価格は入力150万トークンあたり1.50ドル、出力9ドルとなっています。Googleの自社ベンチマークでは前世代から大幅な改善が示されていますが、独立した評価では異なる側面も浮かび上がっています。LLMのユーザー投票型評価プラットフォームArenaでは9位にとどまっており、コーディング補完ツール向け評価のCursorBenchでは低評価という結果も報告されています。特に幻覚(ハルシネーション)の少なさと視覚系タスクの改善は実際のユーザーからも評価されている一方で、自社発表値と独立評価の乖離への疑問は拭えない状況です。

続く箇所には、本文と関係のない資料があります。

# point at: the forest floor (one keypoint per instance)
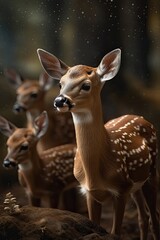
(130, 230)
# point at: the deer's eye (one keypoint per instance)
(86, 86)
(89, 72)
(24, 147)
(34, 95)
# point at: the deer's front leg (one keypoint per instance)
(94, 209)
(142, 214)
(119, 208)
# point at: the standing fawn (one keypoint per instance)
(31, 98)
(46, 176)
(119, 156)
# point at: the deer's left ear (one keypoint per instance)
(6, 127)
(41, 124)
(45, 81)
(51, 64)
(109, 65)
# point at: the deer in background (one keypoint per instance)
(120, 156)
(45, 176)
(31, 99)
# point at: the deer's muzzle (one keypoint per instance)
(63, 103)
(17, 108)
(7, 163)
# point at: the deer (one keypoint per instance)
(31, 99)
(46, 176)
(118, 156)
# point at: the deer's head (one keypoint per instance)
(21, 141)
(79, 85)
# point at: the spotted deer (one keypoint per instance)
(31, 99)
(45, 176)
(120, 156)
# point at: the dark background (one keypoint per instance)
(82, 32)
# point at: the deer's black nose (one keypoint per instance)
(7, 163)
(60, 101)
(18, 108)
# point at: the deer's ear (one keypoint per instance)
(51, 64)
(45, 81)
(41, 124)
(6, 127)
(14, 77)
(109, 65)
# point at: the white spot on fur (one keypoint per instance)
(25, 166)
(84, 116)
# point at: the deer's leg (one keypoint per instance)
(119, 208)
(69, 197)
(150, 194)
(94, 209)
(142, 213)
(33, 201)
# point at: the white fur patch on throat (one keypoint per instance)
(84, 116)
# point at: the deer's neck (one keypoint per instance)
(91, 144)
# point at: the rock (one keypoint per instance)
(33, 223)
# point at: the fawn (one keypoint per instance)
(119, 156)
(44, 176)
(31, 99)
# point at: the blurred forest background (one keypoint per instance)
(82, 32)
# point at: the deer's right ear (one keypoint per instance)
(109, 65)
(14, 77)
(41, 124)
(6, 127)
(51, 64)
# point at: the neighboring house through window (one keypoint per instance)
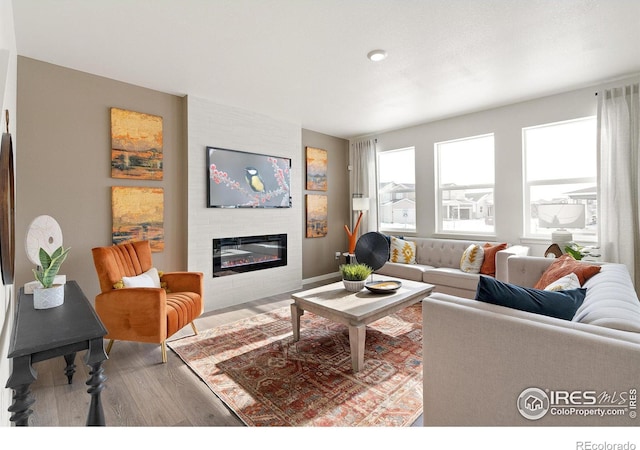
(465, 185)
(396, 190)
(560, 162)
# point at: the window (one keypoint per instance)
(397, 190)
(561, 179)
(465, 184)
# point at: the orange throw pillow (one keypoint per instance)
(489, 264)
(565, 265)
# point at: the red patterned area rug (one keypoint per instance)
(257, 370)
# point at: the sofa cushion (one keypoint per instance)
(560, 304)
(611, 300)
(489, 262)
(564, 266)
(472, 258)
(407, 271)
(446, 276)
(402, 251)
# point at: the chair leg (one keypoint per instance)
(163, 347)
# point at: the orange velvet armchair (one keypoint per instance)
(143, 314)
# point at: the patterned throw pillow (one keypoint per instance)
(565, 283)
(150, 278)
(565, 265)
(472, 259)
(489, 262)
(402, 251)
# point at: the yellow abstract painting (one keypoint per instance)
(136, 145)
(316, 169)
(316, 215)
(138, 215)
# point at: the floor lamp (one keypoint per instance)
(358, 204)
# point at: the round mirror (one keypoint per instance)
(372, 249)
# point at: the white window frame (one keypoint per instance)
(440, 189)
(381, 208)
(584, 236)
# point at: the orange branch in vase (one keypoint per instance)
(353, 235)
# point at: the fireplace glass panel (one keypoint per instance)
(248, 253)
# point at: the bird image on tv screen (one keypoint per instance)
(240, 179)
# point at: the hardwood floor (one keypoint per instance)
(140, 391)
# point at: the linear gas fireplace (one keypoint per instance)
(245, 254)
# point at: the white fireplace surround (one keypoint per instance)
(211, 124)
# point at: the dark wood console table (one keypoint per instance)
(41, 334)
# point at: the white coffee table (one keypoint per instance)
(355, 309)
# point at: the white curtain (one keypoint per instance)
(363, 182)
(619, 183)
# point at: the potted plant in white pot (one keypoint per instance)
(49, 295)
(354, 276)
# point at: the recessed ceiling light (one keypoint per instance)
(377, 55)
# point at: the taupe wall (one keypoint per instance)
(318, 254)
(63, 166)
(63, 170)
(8, 87)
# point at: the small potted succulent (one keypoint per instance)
(49, 295)
(354, 276)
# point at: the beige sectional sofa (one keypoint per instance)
(438, 263)
(482, 361)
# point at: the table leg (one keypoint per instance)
(296, 313)
(22, 376)
(94, 357)
(71, 367)
(356, 343)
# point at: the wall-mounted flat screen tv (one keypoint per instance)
(238, 179)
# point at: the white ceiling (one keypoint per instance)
(304, 61)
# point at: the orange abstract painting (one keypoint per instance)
(136, 145)
(316, 169)
(316, 215)
(138, 215)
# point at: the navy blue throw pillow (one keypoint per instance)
(560, 304)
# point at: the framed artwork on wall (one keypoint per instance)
(138, 214)
(316, 169)
(317, 222)
(136, 145)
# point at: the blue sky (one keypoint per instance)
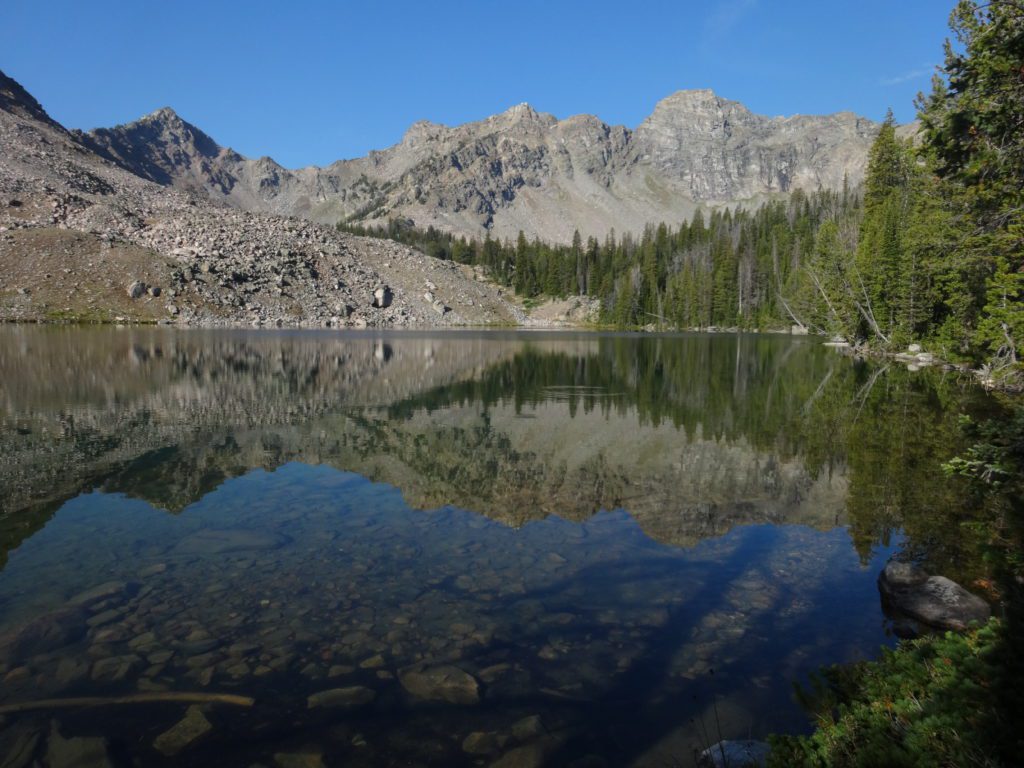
(312, 81)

Hacker Newsでは「FlashがGemini 3.1 Proより速くて賢いのは事実だが、価格が以前より上がっている」「幻覚が少なく視覚系タスクは改善された」という実際の使用感が投稿されました。r/MachineLearningではGoogleの自社ベンチマークと独立ベンチマークの乖離を指摘する声が多く、特に「Arenaで9位だった」という結果が引用されて批判的な議論につながっています。X上では「Google I/O 2026でのGemini 3.5発表は期待に比べてインパクトが弱かった」という感想と「Flash系は速度重視ユーザーには最有力」という擁護論が並行して見られます。
Googleは検索とGeminiアプリという巨大な配布チャネルを通じてFlashを事実上のデフォルトAIとして定着させる戦略をとっています。独立ベンチマークでの評価改善が今後の普及を左右する鍵となりそうで、自社評価と市場の評価の差を縮めることが次のステップとして求められています。